Screening First Impressions
By John Chambers, Hcareers.com
We’ve all heard about the importance of first impressions. The make-or-break minutes before you find favor or you’re pushed to the side.
Whether or not you believe these moments matter, you may not get a second chance … and when it comes to recruitment, applicant screening can ensure you or your members will never need it.
Online screening is quickly becoming a standard best practice for recruitment, and offers an opportunity for hospitality employers to efficiently weed out job seekers who make the wrong impression from the beginning.
Screening products come in various shapes and sizes, but ERE.net claims their benefits are universal.
“Screening is an essential part of the online hiring process …,” the recruitment resource states, saying it:
• Provides an easy way to remove unqualified applicants.
• Offers candidate information beyond what’s on a resume.
• Reduces guesswork.
• Provides crucial hiring metrics.
Back in 2001, more than 60% of companies ERE surveyed planned to utilize online screening. Considering today’s economy, there’s even more reason to do so. The U.S. unemployment rate still continues to waiver, falling to 9.7% in May but rising from 9.4% a year earlier.
Once you decide to jump in, it comes down to screening the screening tools. Many sites may make that easier by offering products that complement your members’ existing hiring practices. For example, Hcareers is launching a Screening and Ranking product in July that adds questions about a job seeker’s availability and background to existing posting packages.
So how do you maximize whichever solution you choose?
“I would recommend to consultants that they really need to think a little bit about the questions they ask. They should not be asking questions for the sake of asking questions, but they should ask questions to make it a meaningful part of the process." For example, ‘Do you have the right to work in the UK?,’ employment resource Onrec.com asks.

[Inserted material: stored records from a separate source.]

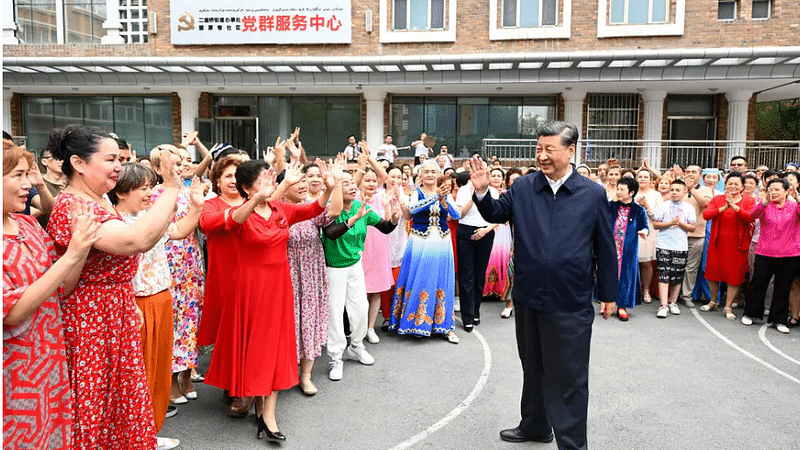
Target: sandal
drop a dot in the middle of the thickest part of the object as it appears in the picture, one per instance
(453, 338)
(710, 306)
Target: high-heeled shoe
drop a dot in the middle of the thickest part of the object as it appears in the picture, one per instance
(276, 436)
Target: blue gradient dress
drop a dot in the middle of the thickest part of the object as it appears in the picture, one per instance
(423, 301)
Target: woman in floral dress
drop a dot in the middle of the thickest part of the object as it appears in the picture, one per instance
(309, 279)
(34, 358)
(188, 283)
(101, 322)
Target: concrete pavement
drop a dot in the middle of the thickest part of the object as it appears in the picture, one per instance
(654, 384)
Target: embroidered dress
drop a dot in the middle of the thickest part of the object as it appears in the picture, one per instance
(497, 280)
(310, 286)
(188, 282)
(630, 220)
(423, 301)
(101, 331)
(376, 258)
(37, 404)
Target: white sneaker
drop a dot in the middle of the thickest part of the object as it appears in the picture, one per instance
(166, 443)
(360, 354)
(372, 337)
(337, 366)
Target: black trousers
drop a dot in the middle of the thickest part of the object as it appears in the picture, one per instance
(554, 351)
(473, 258)
(764, 268)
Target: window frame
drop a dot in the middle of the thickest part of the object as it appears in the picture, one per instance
(541, 9)
(389, 35)
(735, 10)
(669, 28)
(563, 29)
(769, 10)
(650, 10)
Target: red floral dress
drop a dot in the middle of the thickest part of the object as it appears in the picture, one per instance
(113, 409)
(37, 408)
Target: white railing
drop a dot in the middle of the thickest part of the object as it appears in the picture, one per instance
(660, 153)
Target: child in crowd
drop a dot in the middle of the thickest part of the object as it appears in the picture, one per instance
(674, 220)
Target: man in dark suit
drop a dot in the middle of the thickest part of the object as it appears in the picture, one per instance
(560, 220)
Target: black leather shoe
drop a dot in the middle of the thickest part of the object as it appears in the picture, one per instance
(515, 435)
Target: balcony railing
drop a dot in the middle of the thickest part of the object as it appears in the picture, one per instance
(660, 153)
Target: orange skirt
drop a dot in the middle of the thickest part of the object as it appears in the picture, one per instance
(157, 339)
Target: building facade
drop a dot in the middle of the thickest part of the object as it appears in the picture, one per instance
(670, 80)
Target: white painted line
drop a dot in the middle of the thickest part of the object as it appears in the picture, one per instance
(762, 334)
(487, 365)
(743, 351)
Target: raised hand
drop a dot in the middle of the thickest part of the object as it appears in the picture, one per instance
(294, 173)
(169, 169)
(84, 228)
(479, 174)
(197, 194)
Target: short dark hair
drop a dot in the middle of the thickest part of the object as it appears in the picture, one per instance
(247, 173)
(735, 174)
(676, 181)
(132, 177)
(632, 184)
(568, 132)
(739, 157)
(782, 181)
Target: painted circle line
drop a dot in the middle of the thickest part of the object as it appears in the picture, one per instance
(487, 365)
(762, 334)
(743, 351)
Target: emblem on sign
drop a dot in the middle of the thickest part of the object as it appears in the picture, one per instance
(187, 21)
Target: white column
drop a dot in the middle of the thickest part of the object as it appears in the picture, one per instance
(653, 126)
(112, 24)
(573, 113)
(190, 109)
(9, 26)
(7, 109)
(738, 103)
(375, 118)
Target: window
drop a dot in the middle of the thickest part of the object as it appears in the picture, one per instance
(529, 13)
(133, 16)
(418, 15)
(463, 122)
(631, 12)
(611, 120)
(142, 121)
(36, 21)
(761, 9)
(726, 10)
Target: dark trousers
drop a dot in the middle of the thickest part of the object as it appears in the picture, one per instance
(554, 351)
(765, 267)
(473, 258)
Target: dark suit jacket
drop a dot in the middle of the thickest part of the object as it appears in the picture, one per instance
(554, 237)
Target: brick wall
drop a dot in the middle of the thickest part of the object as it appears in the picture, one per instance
(702, 30)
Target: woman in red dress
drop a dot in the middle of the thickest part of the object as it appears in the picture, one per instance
(37, 410)
(113, 409)
(257, 353)
(729, 243)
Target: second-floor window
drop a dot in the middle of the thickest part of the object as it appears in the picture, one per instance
(529, 13)
(418, 14)
(635, 12)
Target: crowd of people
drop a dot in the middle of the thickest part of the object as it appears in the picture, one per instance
(146, 260)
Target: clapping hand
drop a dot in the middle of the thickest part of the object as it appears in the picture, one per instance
(479, 174)
(84, 228)
(197, 195)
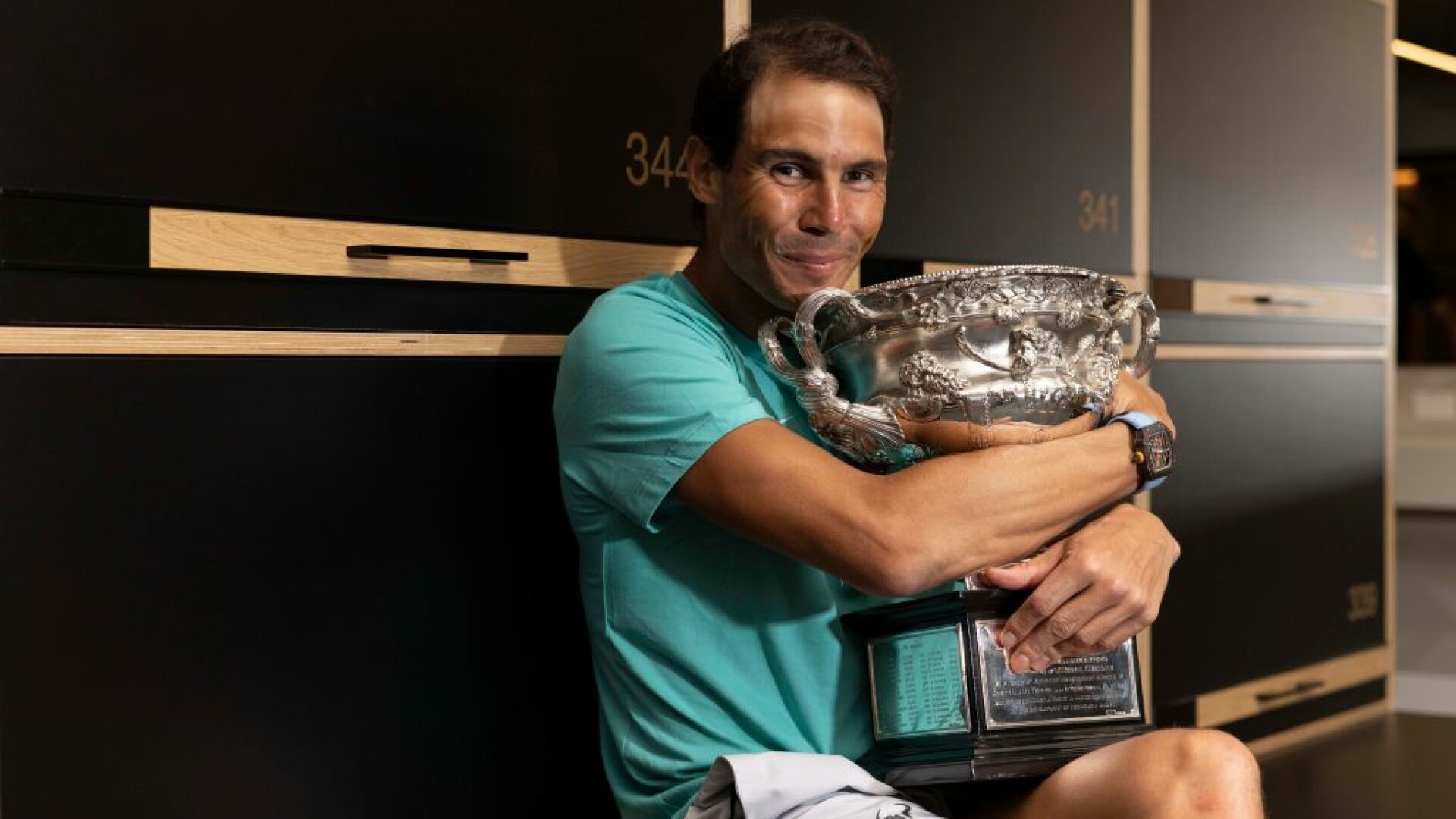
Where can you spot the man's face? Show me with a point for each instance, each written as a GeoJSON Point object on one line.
{"type": "Point", "coordinates": [805, 193]}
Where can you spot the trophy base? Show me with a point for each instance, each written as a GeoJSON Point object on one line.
{"type": "Point", "coordinates": [986, 758]}
{"type": "Point", "coordinates": [946, 707]}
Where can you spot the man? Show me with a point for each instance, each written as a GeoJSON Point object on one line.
{"type": "Point", "coordinates": [721, 541]}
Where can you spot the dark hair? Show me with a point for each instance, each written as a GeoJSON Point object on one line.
{"type": "Point", "coordinates": [810, 47]}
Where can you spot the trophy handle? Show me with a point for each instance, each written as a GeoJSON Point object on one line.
{"type": "Point", "coordinates": [864, 431]}
{"type": "Point", "coordinates": [1149, 330]}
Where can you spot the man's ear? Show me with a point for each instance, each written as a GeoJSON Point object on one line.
{"type": "Point", "coordinates": [704, 178]}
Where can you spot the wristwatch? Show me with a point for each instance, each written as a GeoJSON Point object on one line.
{"type": "Point", "coordinates": [1152, 447]}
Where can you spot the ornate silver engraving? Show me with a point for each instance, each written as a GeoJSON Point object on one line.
{"type": "Point", "coordinates": [979, 346]}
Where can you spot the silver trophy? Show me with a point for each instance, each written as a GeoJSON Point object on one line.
{"type": "Point", "coordinates": [930, 365]}
{"type": "Point", "coordinates": [974, 347]}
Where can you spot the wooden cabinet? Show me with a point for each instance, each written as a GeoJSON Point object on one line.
{"type": "Point", "coordinates": [1269, 142]}
{"type": "Point", "coordinates": [289, 586]}
{"type": "Point", "coordinates": [1014, 133]}
{"type": "Point", "coordinates": [284, 525]}
{"type": "Point", "coordinates": [520, 117]}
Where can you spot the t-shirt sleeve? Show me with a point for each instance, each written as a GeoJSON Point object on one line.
{"type": "Point", "coordinates": [644, 391]}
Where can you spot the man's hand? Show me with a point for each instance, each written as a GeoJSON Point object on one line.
{"type": "Point", "coordinates": [1130, 394]}
{"type": "Point", "coordinates": [1094, 589]}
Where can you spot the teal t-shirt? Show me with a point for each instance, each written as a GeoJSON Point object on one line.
{"type": "Point", "coordinates": [704, 643]}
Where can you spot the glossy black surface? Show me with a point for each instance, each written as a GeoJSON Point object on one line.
{"type": "Point", "coordinates": [501, 115]}
{"type": "Point", "coordinates": [1279, 504]}
{"type": "Point", "coordinates": [299, 588]}
{"type": "Point", "coordinates": [108, 297]}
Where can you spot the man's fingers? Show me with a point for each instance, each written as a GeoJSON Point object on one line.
{"type": "Point", "coordinates": [1050, 596]}
{"type": "Point", "coordinates": [1024, 575]}
{"type": "Point", "coordinates": [1047, 642]}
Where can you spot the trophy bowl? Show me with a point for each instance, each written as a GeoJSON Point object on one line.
{"type": "Point", "coordinates": [1009, 344]}
{"type": "Point", "coordinates": [968, 350]}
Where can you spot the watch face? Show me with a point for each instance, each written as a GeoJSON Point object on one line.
{"type": "Point", "coordinates": [1158, 447]}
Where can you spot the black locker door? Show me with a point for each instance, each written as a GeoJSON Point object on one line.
{"type": "Point", "coordinates": [1269, 140]}
{"type": "Point", "coordinates": [1279, 504]}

The site also suggests using questions that can’t be answered with a simple yes or no and sticking to five or fewer questions for each job application.
“An open-ended question will give you the ability to collect a bit more information, make it not a threatening process for the candidate, and at the end of the day, save time on both sides,” Onrec states.
From association offices to the front desk or back of the house, your organization and your members’ employees are making a first impression on clients and guests. And with applicant screening, it’s more likely to be a favorable one.